Steve Morris from the Cine-Files podcast made a really great observation during their discussion of the movie Psycho: for a while, you’re on Norman Bates’s side. It’s after the scene when he discovers Marion, dead, in the shower (“Mother! Oh God, Mother! Blood! Blood!“) and before the scene of the car sinking into the bog (while Bates chews candies, nervously, before expressing a smug satisfaction when the car’s fully swallowed). Both of those scenes show Bates’s arrested development (the candy, the way he cries “mother” over and again…) but what happens in between (and I couldn’t find a clip for this to my shame. DAMMIT PIERRE!) is the meticulous cleaning Norman Bates performs on the murder scene. Without knowing the ending (as I somehow didn’t on my first watch all those years ago, through some miracle), we assume Bates feels compelled to protect his mother. But it’s being alongside him as he washes away the blood and carries the body to the car that we actually root for the villain, ending reveal notwithstanding. As Morris puts it, “Whenever we watch somebody in a process, we end up on their side.”
I think there’s a lot to that.
Watching somebody work gives you a different, occasionally more insightful, look into their personality than simply talking to them. You ever hire somebody? Or be involved in the hiring process? You can talk to a person and get a performance highlighting all of their best attributes but the day they show up to work, they’re a shitshow. Watching someone wash their hands before handling food is ultimately more important than them saying “I’m a good cook.”
Which throws us back to the old writing adage, “show don’t tell.” With which, I’ll refry this down into two questions: why is it effective to show a process in narrative and why does that gain audience sympathy?
The immediate answer is that work is common. On the grand scale, few people have actually cleaned blood in any real sense (side note: I interviewed some folks who worked in some bath houses and found that cum, piss and vomit were no issue. Blood, however…) but they have had to deal with mess. Few people have actually carried a body and shoved it into a car but, most people have carried an awkward TV, couch, or bed frame and have tried to make it work spatially in a van. Not everyone cleans, but everyone works. That alone makes you empathize, on a dark level, with Norman Bates.

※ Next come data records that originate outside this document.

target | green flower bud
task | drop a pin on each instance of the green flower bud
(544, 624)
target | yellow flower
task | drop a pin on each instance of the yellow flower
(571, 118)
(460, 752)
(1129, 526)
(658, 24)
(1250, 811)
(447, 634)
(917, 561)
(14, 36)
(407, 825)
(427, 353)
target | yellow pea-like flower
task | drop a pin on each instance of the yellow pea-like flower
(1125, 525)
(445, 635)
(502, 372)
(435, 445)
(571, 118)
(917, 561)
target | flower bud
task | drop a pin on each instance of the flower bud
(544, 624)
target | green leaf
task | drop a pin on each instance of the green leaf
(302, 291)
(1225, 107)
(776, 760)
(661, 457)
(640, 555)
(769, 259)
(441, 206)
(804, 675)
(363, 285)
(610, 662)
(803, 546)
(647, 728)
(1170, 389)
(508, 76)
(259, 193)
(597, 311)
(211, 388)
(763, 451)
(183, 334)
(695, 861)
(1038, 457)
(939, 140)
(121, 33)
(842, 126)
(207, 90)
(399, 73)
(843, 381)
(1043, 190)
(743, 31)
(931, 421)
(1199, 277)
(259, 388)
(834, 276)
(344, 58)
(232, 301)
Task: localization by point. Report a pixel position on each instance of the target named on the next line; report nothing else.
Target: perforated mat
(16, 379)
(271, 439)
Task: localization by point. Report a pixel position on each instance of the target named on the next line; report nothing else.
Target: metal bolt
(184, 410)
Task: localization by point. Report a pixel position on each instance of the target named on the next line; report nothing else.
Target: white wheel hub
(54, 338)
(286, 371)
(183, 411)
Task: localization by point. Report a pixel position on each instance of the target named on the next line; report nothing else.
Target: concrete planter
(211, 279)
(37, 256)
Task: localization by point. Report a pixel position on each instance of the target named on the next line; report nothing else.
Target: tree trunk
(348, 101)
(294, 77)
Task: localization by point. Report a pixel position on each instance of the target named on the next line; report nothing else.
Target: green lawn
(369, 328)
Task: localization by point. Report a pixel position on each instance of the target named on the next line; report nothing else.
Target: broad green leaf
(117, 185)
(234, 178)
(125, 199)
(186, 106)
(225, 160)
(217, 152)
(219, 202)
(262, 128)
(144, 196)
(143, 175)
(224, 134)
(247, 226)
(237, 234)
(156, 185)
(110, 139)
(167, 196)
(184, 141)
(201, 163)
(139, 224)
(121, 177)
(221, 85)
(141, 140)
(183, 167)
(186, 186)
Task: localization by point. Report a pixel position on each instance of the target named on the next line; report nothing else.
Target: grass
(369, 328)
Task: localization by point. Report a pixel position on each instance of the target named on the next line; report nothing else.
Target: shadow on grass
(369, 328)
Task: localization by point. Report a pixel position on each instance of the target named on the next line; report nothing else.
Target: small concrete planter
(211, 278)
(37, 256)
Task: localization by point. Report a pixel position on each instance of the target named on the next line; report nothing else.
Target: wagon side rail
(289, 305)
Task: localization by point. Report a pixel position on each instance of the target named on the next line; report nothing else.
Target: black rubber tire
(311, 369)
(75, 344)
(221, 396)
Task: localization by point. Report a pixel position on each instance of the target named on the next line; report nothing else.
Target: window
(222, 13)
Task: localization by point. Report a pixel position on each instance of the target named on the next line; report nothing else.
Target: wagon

There’s an oft mentioned study about how reading fiction makes people more empathetic. The casual explanation is that by reading with someone else’s brain for 300 pages, one tends to carry that perspective along with them back into the real world– or at least, the learned ability to entertain notions that are not their own. I’d agree with that assessment, but I also think there’s something to be said about any and all media that challenges the audience to ask themselves, “what would I do in this situation?” or perhaps, “what would I ideally to do in this situation?”
See, if I was Lewellyn Moss in No Country for Old Men, I would probably spend the entire book not hunting and eating chips on the couch as a seedy world of intrigue and carnage obliviously passes me by. Luckily, for art’s sake, I’m not Lewellyn. Cormac McCarthy (and the Coen’s faithful film adaptation) does something simple and brilliant: we’re shown characters of few words and inner reflection simply work through solving problems step by step without us being told what the problem is.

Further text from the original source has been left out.